Clinical trials show promising results for sleeping sickness drug; The latest health stories from around the world

trypanosomiasis, sleeping sickness
Life cycle of the Trypanosoma brucei parasites. Attribution: Pixelsquid, CC BY-SA 3.0 <https://creativecommons.org/licenses/by-sa/3.0>, via Wikimedia Commons

A new drug that can treat human African trypanosomiasis—commonly known as sleeping sickness—with just one dose has shown promise in a clinical trial in the Democratic Republic of the Congo and Guinea. www.science.org/content/article/news-at-a-glance-snags-emissions-monitoring-negotiations-biodiversity-sleeping-sickness?

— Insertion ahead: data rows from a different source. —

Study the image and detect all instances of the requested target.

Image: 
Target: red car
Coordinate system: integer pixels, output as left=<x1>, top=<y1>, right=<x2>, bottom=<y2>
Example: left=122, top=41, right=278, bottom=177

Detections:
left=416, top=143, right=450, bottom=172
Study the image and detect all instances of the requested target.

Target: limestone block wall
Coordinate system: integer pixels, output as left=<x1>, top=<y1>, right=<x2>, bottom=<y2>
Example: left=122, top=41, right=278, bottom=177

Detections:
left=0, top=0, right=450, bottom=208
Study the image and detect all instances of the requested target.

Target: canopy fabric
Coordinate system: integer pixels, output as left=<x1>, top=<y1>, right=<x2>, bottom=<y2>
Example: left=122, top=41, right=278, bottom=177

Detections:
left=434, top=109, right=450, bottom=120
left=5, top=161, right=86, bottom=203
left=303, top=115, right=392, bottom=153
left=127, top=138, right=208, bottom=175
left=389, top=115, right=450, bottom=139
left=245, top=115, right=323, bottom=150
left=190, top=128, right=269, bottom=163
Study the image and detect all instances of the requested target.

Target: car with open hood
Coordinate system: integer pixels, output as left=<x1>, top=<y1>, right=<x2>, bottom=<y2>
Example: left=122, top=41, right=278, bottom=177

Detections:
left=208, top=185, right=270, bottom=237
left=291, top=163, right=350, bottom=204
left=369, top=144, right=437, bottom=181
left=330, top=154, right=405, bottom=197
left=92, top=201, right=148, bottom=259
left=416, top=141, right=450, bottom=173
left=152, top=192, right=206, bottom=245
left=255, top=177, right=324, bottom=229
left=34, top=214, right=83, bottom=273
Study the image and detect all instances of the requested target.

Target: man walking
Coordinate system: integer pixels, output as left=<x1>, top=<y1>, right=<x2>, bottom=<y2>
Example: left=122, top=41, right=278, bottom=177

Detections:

The rare disease is caused by the parasite Trypanosoma brucei gambiense, which is transmitted by the tsetse fly. Left untreated, it is deadly. Until a few years ago, treatment required hospitalization and a series of injected drugs—difficult to administer in the remote regions where the disease occurs. In 2019, African nations began using a treatment that required 10 daily pills. However, the new drug, called acoziborole, could be even simpler. In a trial in 208 patients, the one-dose pill cured 95% of the people treated, even if they were suffering from late-stage disease. Researchers are now conducting a placebo-controlled trial with 900 participants to collect more safety data.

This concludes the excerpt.